A destinação de mercadorias no ambiente empresarial é um ponto crucial para a correta aplicação da legislação tributária. Um tema que frequentemente gera dúvidas é a venda de materiais de uso e consumo que, por alguma razão, deixam de cumprir sua finalidade original dentro da empresa. Este artigo busca esclarecer os aspectos tributários relacionados à comercialização desses itens, com foco na incidência do ICMS, baseando-se na legislação vigente e em interpretações fiscais.
O Que Caracteriza Material de Uso e Consumo?
Para entender a tributação da venda, é fundamental primeiro definir o que são materiais de uso e consumo. De acordo com o artigo 66, inciso V do RICMS/2000, são consideradas mercadorias de uso ou consumo aquelas que:
- Não são utilizadas na comercialização;
- Não são empregadas para integração no produto final;
- Não são consumidas no respectivo processo de industrialização ou produção rural;
- Não são utilizadas na prestação de serviço sujeita ao imposto.
Em resumo, são bens adquiridos para a própria operação da empresa, sem a intenção de revenda, transformação ou incorporação em novos produtos. Exemplos comuns incluem materiais de escritório, peças de reposição para máquinas administrativas, produtos de limpeza, entre outros.
A Mudança de Destinação e a Incidência do ICMS
A complexidade surge quando um material originalmente adquirido para uso e consumo tem sua finalidade alterada e é comercializado. Nesses casos, a legislação é clara: a venda de uso e consumo passa a ser tributada pelo ICMS.

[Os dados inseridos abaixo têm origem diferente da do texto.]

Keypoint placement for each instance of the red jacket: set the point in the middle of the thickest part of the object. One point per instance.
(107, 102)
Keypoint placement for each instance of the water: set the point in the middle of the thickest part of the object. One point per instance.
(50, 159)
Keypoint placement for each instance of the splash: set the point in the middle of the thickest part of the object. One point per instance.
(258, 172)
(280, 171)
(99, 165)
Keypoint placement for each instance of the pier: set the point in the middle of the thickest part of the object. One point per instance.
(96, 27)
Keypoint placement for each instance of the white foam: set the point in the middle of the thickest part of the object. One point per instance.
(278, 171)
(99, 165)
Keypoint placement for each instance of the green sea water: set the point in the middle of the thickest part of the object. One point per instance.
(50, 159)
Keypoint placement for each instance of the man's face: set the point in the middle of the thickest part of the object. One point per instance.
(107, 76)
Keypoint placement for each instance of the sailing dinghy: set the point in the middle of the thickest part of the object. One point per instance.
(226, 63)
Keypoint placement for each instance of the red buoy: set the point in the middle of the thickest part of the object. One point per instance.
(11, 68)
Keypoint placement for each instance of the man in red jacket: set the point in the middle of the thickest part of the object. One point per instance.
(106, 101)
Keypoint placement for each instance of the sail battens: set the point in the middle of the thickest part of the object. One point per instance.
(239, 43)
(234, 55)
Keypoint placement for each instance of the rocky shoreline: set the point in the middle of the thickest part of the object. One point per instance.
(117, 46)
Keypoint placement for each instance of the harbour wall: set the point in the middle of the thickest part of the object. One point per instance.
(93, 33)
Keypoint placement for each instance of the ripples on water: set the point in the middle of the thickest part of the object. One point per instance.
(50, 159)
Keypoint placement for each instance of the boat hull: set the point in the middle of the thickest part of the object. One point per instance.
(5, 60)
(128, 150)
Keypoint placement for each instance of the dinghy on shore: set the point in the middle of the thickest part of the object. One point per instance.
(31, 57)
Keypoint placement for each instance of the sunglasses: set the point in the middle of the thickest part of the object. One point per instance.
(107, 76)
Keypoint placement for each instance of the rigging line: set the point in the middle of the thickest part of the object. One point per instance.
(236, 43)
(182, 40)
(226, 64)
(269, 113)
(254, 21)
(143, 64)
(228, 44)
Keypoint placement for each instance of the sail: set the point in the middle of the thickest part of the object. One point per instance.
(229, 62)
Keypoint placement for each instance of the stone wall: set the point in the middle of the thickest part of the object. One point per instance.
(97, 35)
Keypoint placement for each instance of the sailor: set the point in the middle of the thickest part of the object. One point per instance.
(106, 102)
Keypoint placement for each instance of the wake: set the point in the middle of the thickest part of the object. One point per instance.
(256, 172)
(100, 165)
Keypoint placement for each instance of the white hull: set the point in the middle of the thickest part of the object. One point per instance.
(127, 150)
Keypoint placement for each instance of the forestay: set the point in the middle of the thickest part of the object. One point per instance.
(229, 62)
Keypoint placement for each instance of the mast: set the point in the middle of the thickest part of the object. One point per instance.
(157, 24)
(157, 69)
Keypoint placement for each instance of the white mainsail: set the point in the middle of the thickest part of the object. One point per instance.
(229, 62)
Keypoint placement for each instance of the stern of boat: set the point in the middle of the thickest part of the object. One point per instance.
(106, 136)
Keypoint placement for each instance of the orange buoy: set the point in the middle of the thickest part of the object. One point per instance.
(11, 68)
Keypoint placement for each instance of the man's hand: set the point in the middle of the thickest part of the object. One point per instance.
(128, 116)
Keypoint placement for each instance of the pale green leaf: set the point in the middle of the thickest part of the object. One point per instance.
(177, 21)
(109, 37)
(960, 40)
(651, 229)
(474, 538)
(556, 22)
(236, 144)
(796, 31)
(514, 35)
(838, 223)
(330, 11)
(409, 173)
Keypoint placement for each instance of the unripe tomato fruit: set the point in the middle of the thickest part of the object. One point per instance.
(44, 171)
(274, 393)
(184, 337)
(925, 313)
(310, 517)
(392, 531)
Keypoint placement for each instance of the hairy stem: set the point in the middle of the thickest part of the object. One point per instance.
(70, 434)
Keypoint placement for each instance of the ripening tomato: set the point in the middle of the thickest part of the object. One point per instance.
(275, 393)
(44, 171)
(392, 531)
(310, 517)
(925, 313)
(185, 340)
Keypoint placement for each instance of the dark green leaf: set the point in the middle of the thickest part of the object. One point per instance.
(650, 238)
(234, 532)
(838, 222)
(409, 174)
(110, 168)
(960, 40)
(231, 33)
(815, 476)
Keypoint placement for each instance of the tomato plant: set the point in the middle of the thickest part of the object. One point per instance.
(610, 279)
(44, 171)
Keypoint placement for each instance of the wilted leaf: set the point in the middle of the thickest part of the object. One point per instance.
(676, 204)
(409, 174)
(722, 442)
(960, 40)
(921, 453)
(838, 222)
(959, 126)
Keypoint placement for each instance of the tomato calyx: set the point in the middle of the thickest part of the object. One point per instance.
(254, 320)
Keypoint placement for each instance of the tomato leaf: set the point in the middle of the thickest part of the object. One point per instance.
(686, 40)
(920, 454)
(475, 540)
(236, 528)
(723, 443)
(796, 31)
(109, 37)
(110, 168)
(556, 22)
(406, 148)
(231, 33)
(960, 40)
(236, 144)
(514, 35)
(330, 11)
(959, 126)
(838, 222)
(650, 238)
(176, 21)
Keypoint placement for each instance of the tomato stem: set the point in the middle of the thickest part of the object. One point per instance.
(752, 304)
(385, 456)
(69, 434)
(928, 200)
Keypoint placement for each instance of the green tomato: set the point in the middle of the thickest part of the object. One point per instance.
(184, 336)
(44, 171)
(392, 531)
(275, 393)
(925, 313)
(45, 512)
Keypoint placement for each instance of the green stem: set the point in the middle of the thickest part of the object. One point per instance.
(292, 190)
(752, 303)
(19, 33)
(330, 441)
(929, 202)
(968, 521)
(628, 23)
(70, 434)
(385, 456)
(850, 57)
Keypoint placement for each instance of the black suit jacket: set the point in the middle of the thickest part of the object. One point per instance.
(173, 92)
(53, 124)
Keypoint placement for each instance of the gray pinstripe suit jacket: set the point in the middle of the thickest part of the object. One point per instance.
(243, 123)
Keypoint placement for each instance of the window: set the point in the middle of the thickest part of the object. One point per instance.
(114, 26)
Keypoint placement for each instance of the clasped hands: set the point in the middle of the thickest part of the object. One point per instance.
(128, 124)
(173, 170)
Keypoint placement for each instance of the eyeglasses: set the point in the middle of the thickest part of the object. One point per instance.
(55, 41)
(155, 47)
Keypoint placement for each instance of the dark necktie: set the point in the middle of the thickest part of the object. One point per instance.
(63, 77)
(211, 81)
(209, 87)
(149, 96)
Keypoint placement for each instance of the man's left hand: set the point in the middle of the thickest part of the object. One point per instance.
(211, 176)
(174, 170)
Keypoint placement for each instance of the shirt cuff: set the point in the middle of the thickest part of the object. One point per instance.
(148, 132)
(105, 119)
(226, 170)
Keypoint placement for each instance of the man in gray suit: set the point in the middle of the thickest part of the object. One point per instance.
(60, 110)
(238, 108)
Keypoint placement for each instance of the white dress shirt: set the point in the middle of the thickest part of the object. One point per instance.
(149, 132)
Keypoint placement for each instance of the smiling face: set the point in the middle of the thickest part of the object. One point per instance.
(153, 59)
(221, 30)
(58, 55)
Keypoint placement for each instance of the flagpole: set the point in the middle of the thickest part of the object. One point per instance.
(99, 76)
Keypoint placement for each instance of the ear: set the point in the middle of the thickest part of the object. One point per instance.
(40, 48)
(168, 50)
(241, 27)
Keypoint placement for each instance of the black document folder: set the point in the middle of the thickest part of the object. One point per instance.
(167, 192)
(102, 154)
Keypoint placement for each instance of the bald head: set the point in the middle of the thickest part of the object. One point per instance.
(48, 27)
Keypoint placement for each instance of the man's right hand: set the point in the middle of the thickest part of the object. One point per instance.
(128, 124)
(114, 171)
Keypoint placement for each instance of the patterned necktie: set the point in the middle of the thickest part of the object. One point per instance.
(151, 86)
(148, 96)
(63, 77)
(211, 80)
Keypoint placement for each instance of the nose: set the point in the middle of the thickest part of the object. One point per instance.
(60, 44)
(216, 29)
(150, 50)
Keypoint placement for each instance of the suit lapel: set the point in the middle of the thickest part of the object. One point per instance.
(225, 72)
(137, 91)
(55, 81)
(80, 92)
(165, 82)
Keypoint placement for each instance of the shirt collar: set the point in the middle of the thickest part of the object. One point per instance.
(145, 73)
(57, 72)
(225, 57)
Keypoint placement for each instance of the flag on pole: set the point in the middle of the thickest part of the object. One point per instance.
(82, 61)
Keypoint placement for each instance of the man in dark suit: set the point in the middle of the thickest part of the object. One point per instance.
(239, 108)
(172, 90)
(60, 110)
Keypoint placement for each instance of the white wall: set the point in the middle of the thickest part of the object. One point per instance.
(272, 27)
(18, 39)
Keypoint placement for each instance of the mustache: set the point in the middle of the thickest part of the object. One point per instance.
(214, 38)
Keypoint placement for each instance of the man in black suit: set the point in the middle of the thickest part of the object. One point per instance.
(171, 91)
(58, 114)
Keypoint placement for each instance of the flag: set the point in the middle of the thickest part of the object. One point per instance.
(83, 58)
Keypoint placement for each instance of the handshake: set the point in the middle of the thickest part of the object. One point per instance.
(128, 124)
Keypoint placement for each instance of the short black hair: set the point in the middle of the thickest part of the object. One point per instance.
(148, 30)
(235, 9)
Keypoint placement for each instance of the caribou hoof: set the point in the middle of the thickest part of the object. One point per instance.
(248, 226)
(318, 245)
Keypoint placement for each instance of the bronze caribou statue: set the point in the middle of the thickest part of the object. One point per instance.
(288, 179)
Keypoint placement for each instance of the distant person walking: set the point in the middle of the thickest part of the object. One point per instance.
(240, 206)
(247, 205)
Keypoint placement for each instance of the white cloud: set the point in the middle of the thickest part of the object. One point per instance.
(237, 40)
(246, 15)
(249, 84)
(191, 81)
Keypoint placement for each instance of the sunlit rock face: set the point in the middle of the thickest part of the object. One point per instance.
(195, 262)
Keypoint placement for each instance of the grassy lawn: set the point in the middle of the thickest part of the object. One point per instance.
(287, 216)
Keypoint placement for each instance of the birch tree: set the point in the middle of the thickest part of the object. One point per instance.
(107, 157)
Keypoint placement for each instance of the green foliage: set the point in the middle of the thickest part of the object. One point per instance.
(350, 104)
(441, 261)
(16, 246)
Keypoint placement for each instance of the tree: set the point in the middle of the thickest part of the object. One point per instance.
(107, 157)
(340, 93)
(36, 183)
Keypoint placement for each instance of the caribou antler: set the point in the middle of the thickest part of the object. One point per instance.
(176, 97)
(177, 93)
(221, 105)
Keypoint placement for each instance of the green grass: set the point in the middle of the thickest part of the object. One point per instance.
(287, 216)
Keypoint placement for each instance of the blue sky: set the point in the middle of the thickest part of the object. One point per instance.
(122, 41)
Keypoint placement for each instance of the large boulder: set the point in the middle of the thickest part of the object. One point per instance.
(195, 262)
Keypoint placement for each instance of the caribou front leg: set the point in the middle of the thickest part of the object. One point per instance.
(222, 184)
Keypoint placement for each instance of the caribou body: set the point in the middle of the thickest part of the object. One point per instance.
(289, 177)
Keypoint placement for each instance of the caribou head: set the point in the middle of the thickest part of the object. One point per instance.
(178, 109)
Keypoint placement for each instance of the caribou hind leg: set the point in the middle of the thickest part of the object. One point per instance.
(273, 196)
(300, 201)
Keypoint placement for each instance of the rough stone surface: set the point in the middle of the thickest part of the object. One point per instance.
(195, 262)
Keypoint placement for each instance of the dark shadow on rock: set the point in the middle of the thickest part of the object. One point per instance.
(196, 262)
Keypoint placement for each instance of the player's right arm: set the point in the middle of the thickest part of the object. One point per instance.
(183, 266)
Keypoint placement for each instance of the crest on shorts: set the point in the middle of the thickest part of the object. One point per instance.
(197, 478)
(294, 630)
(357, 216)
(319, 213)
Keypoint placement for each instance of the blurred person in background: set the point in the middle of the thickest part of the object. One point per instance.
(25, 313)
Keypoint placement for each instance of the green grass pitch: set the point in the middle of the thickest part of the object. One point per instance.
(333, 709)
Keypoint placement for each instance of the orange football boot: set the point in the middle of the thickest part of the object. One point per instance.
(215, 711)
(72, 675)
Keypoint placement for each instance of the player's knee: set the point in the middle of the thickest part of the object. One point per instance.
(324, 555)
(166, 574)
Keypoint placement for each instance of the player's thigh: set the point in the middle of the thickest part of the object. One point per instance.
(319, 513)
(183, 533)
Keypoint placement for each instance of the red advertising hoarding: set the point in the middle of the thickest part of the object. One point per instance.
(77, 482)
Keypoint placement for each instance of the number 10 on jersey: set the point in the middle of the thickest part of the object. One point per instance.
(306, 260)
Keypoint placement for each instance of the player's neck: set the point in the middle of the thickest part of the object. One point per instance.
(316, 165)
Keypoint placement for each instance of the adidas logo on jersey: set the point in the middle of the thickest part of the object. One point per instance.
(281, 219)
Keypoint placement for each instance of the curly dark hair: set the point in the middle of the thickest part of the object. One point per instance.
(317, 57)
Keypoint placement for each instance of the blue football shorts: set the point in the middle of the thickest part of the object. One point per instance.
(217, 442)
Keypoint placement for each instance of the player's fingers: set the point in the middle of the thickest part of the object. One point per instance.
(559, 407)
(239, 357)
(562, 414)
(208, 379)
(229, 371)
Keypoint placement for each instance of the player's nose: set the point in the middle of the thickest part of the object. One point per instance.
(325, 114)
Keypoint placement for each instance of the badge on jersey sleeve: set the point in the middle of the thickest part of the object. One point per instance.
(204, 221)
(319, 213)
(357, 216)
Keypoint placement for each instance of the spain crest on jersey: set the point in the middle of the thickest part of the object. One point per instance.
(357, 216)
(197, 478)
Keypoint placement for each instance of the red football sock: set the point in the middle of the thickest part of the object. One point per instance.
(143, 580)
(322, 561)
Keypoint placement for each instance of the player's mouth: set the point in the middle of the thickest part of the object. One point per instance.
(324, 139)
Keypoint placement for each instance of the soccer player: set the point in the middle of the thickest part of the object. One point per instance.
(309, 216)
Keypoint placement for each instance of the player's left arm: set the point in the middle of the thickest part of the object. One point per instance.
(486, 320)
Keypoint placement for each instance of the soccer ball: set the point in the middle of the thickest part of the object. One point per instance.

A Resposta à Consulta Tributária 21930/2020, de 30 de julho de 2020, reforça esse entendimento. A ementa da consulta é bastante elucidativa: “ICMS – Comercialização de mercadoria originalmente adquirida para uso e consumo de contribuinte do imposto estadual.”
Essa consulta confirma que, na hipótese de a mercadoria originalmente adquirida para uso e consumo ser comercializada, ela ficará sujeita à tributação do ICMS. Isso significa que, ao realizar a venda, a empresa deverá emitir nota fiscal com o destaque do imposto.
Qual CFOP Utilizar na Venda de Uso e Consumo?
Para a correta emissão da nota fiscal, a Resposta à Consulta Tributária 21930/2020 indica a utilização dos CFOPs 5.102 (vendas de mercadorias adquiridas ou recebidas de terceiros) ou 6.102 (venda de mercadoria adquirida ou recebida de terceiros, remetida a outra UF). Essa classificação fiscal reflete a nova destinação da mercadoria como item de venda.
Recuperação do Crédito de ICMS: Um Direito do Contribuinte
Um ponto de extrema relevância para as empresas é a possibilidade de recuperar o crédito do ICMS que não foi aproveitado no momento da entrada da mercadoria. O artigo 66, § 3º, do RICMS/2000 é a base para essa permissão.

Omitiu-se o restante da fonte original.